The reward is great, isn’t it?  It’s great because the One Who gives it is great.  To look up into the heavenlies with the eye of faith and see Him, as Steven did when he was stoned, to see Him as He sits at the right hand of the Father, to see Him as the Lamb of God slain before the foundation of the world!  To see Him brighter than the blazing sun – with that Sword proceeding from His mouth – “for they shall see God ... for they shall be called sons of God... for they shall be filled... for they shall receive mercy... for they shall inherit the earth... for theirs is the Kingdom of the Heavens.

Our Lord finishes his description of His Own people by saying, “for thus they persecuted the prophets before you.”  Jesus points to the prophets of the past, so many of whom were sent to Israel and were humiliated, ignored and murdered.  In Matthew chapter twenty-three Jesus laid upon them the deaths of prophets from Abel to Zechariah.  And in only one way can one join the list of heroic martyrs – by joyfully receiving persecution for Christ’s sake.  The wounds and hurts are “medals of honor” for him, and they attest to the fact that we live in Him and not in the world order – for “all who live Godly in Christ shall suffer persecution.”

The restoration of all things under the reign of Christ, being everywhere promised in Scripture and a basic tenet of Reformed Theology, has, in some people, fostered a vain confidence.  But as soon as Christ’s disciples succeed to the place of the prophets, they must sustain the same contest that engaged the prophets!

The heroes of the past were first, and they were persecuted.  And Christ’s followers take their place!  It’s a promise of Christ!  Right here in the Luke parallel to this verse he says don’t think that prosperity will follow if you engage as the prophets did.  Men are intoxicated by prosperity!  And Christ pronounces a curse on those who receive their consolation in the world.

But joy, consolation and fulfillment – occurs when the elect men and women in Christ engage the battle and are persecuted and suffer because of Christ!  Great is their reward in the heavens!  The prophets engaged and suffered – Christ engaged and suffered – and so will you!

Luke then records Christ’s woes against the full and satisfied, not because they enjoy blessings given by God, but because they are lifted up by confidence in the blessings of the world.  They avoid any kind of trouble associated with engaging for the glory of God!  And the next woe has to do with the applause of men.  The world order applauds the false teacher who doesn’t engage the battle for truth, but seeks to mollify men to receive their favor!  It seems that many are afraid of the scars of warfare for Him.
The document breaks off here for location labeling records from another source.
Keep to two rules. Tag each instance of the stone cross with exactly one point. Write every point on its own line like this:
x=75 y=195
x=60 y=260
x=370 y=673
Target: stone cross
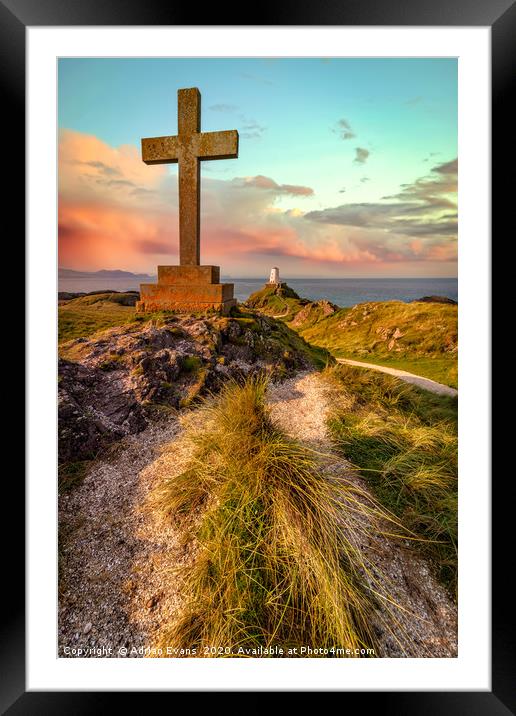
x=187 y=149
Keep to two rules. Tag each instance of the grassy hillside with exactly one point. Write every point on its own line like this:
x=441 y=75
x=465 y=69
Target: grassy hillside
x=419 y=337
x=81 y=317
x=276 y=301
x=404 y=440
x=273 y=565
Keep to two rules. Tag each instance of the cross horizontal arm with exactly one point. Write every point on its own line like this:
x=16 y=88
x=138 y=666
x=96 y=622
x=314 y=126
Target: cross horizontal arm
x=217 y=145
x=160 y=150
But with the nature and character of Christ here in the beatitudes, Christians are to put on the breastplate of righteousness, wrap our loins in truth, shod ourselves with the Gospel of peace, defend ourselves with the shield of faith – and pick up the Sword and begin to engage the battle!  The nature of Jesus and a weapon.

Our Lord Jesus sacrificed His body and shed His blood to win the victory.  And it’s time to engage so the prophets did.